Prior to the rate hikes a R1 million mortgage would have had a repayment of R7 752 compared to R10 830 today. That is over R3 000 more a month that a household has to find ‒ a household that has most likely not seen a real salary increase in the last three years.
What is most concerning about the financial pressure on this age group, is that they are close to retirement and should be focusing on building up retirement funds rather than worrying about how to meet their debt repayments.
In order to make ends meet, many South Africans are holding down several jobs. According to OMSIM, so-called “polyjobbers” make up 50% of this market with more young workers (18 to 29 years old) becoming part of this growing trend. Of those, one-third take up contract or freelance work in addition to their permanent job and 19% have a side business.
Consumers are also turning to reward and loyalty programmes to pay for groceries and basic needs. They are also cutting back on streaming services and switching to less expensive supermarket brands.
There is however light at the end of the tunnel. According to Old Mutual Investment Strategist Izak Odendaal, the rate of inflation as fallen to its lowest level in a year. Although this does not mean prices will come down, it does mean they are rising less quickly. This could allow the Reserve Bank to pause interest-rate hikes and provide some relief to financially stressed out South Africans.
Take steps to take back control
John Manyike, head of consumer education for Old Mutual provides some tips on how to take back control.

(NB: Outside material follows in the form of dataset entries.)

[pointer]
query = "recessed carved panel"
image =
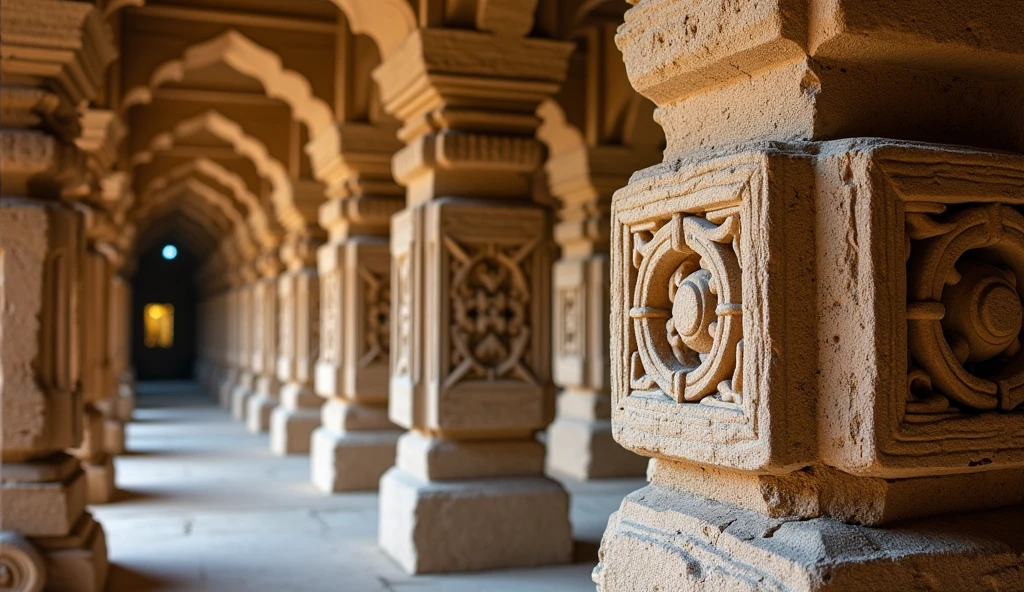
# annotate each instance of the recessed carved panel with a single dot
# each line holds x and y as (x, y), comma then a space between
(965, 311)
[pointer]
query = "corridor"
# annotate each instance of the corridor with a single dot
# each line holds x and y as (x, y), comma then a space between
(205, 506)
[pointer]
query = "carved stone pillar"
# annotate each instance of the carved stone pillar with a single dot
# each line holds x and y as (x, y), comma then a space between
(293, 422)
(265, 314)
(470, 287)
(817, 300)
(232, 326)
(245, 388)
(356, 441)
(52, 60)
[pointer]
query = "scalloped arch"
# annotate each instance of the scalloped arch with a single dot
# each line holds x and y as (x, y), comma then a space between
(189, 196)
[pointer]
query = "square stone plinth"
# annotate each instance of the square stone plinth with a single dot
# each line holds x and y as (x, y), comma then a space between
(662, 536)
(352, 461)
(468, 525)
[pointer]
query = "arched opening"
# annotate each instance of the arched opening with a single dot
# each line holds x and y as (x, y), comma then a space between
(164, 319)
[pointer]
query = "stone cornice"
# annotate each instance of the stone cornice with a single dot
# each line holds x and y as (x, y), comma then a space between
(65, 45)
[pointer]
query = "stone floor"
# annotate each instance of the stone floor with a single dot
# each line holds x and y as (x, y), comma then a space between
(204, 506)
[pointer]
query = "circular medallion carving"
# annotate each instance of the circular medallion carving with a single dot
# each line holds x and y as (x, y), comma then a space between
(687, 309)
(967, 305)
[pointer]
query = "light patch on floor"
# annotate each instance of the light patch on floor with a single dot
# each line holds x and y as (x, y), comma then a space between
(204, 506)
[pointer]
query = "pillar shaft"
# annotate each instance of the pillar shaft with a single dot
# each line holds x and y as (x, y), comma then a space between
(791, 289)
(356, 440)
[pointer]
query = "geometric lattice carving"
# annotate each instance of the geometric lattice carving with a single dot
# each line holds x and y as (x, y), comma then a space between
(965, 311)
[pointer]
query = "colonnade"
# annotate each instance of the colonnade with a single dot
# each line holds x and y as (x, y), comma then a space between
(815, 297)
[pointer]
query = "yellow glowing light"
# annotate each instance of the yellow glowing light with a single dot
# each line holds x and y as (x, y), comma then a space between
(159, 325)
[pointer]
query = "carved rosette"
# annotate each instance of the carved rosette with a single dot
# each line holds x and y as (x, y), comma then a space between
(965, 311)
(686, 311)
(376, 316)
(491, 302)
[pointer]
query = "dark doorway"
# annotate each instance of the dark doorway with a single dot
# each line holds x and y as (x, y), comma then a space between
(164, 314)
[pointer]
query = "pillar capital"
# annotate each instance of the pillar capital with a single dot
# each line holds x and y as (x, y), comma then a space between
(797, 71)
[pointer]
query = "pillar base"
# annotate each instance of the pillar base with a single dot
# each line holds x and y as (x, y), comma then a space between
(293, 422)
(76, 562)
(227, 383)
(99, 480)
(665, 539)
(484, 523)
(586, 450)
(352, 461)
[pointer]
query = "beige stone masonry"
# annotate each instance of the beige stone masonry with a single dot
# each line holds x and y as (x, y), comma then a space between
(355, 442)
(264, 362)
(597, 130)
(816, 306)
(294, 420)
(470, 264)
(53, 56)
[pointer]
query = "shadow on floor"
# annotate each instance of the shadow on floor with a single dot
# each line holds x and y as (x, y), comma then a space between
(122, 579)
(123, 496)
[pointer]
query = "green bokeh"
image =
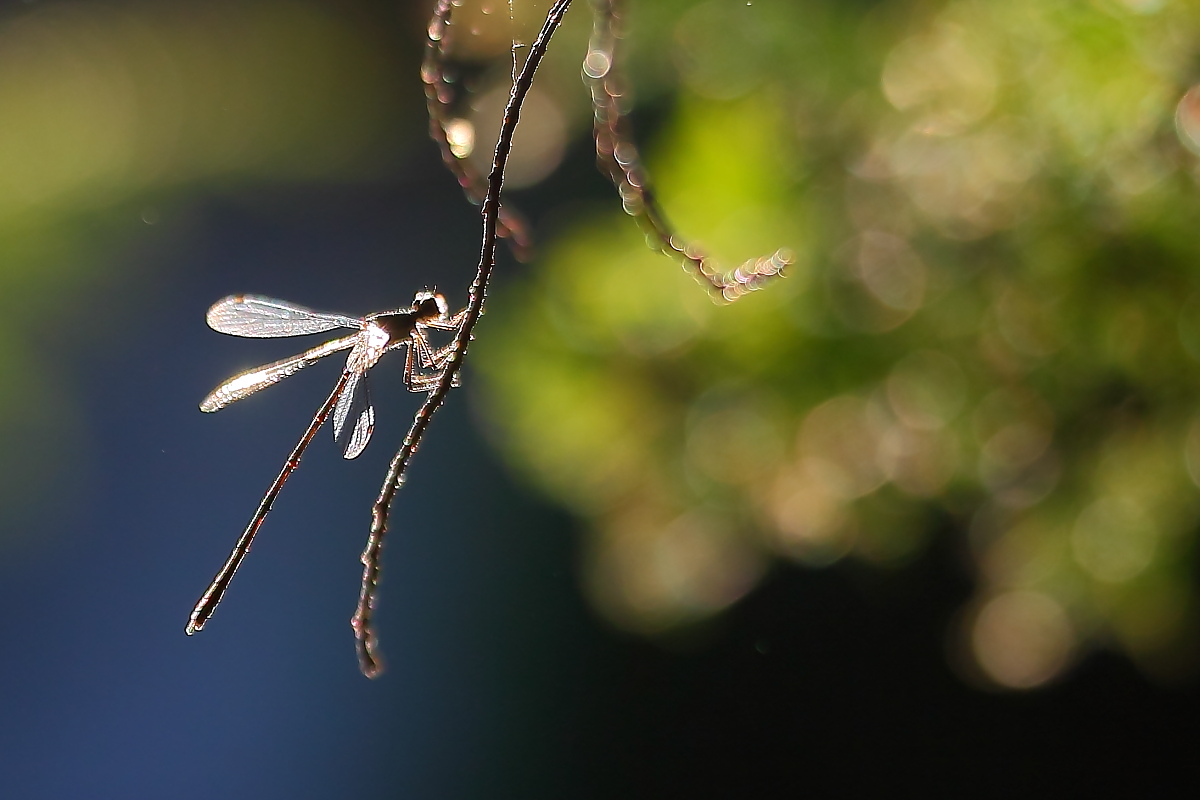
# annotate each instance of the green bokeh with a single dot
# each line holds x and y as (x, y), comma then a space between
(991, 326)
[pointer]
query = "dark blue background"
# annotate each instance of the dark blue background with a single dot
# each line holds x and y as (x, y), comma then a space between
(499, 683)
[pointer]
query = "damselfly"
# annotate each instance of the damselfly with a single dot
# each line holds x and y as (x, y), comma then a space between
(351, 400)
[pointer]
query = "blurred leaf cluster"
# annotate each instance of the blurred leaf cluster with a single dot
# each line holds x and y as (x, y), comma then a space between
(993, 326)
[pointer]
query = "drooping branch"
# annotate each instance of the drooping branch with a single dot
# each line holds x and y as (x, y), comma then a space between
(439, 95)
(618, 157)
(491, 212)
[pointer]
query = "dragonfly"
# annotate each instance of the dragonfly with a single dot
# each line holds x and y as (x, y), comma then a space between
(349, 402)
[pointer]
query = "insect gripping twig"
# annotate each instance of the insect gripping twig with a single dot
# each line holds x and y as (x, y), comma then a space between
(427, 368)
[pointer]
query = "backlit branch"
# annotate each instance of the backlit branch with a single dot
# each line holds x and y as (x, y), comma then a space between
(364, 631)
(438, 97)
(617, 156)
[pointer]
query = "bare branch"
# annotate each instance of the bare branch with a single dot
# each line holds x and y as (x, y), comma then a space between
(364, 631)
(617, 156)
(438, 97)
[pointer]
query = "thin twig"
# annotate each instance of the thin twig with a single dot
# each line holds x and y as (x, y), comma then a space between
(617, 156)
(364, 632)
(438, 96)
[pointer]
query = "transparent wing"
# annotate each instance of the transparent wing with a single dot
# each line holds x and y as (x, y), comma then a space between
(342, 409)
(250, 382)
(363, 413)
(265, 317)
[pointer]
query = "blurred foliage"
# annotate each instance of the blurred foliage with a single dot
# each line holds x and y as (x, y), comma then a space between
(993, 328)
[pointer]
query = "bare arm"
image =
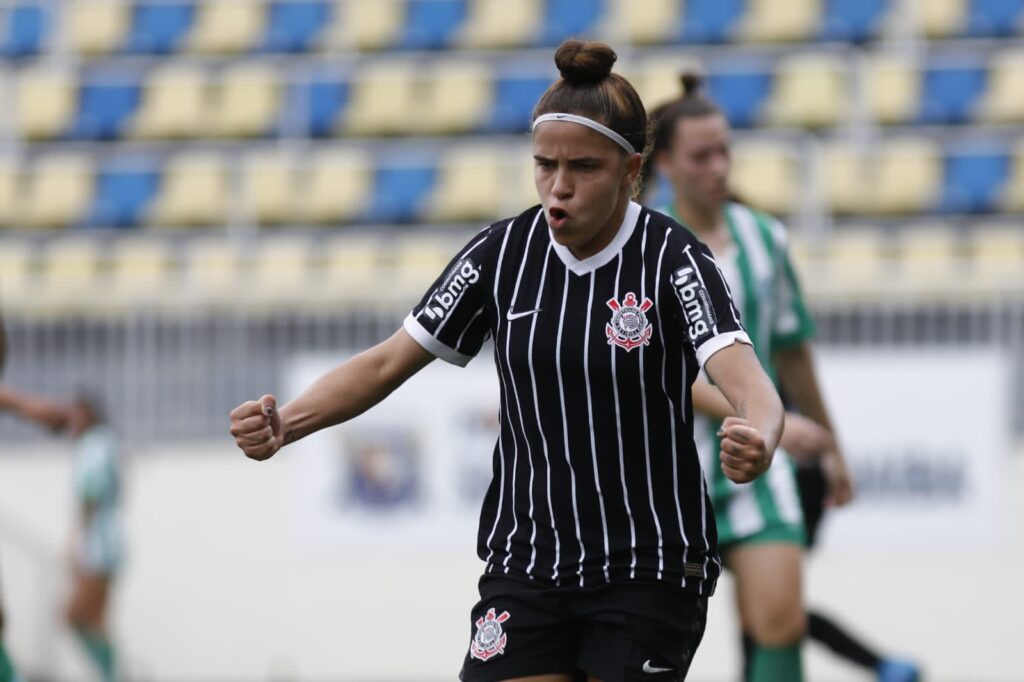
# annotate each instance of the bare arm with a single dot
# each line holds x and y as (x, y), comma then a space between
(348, 390)
(749, 438)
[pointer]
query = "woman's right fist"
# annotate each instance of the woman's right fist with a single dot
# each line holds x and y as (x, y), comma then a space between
(256, 427)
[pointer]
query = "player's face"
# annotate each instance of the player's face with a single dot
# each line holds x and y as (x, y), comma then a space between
(697, 165)
(583, 179)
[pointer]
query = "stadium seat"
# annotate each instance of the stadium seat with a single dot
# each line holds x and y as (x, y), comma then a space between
(470, 185)
(58, 190)
(159, 28)
(44, 102)
(174, 103)
(384, 100)
(225, 27)
(499, 24)
(97, 28)
(431, 24)
(892, 88)
(401, 192)
(247, 103)
(711, 20)
(770, 20)
(658, 22)
(367, 26)
(810, 90)
(975, 178)
(906, 176)
(1003, 101)
(26, 26)
(336, 187)
(950, 92)
(105, 104)
(124, 192)
(458, 98)
(295, 26)
(765, 173)
(194, 190)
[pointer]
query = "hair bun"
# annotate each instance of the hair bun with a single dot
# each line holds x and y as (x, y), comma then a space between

Stick to the budget: With 43% of people admitting they had to borrow from family and friends, Manyike says households need to commit to actually sticking to the budget – not just saying they have one.
Help family to help themselves: According to the survey 43% of working South Africans fall into the so-called “sandwich generation” which means they are supporting both adult children and aging parents. Manyike’s advice is to empower your family with an income-generating venture. Rather than giving them money to survive, invest in a business or sideline that they can run and which will provide them with an income.
Use extra income to pay down debt or save: If you are among the more than 50% of respondents who have a side income, make sure you have a plan to use that money to achieve worthwhile goals. “Don’t look at it as money you never had and that you can now spend. Rather use it to pay off debt and start saving,” says Manyike who adds that “when purpose is unknown, abuse is inevitable.”
Use stokvels for medium-term goals: With 61% of respondents saving through stokvels, Manyike says this is an opportunity to develop stokvels beyond groceries and use them to achieve medium-term goals like education, holidays or home renovations. However, people should also consider longer-term investing that allows them to benefit from the power of compounding.
Bank the cash: Of those who have unbanked cash, 60% admitted to keeping their emergency cash under the mattress. This is not safe, and you lose out on earning interest (which in the current environment can be quite high) that you would earn if you deposited it into a savings account.
This article first appeared in City Press.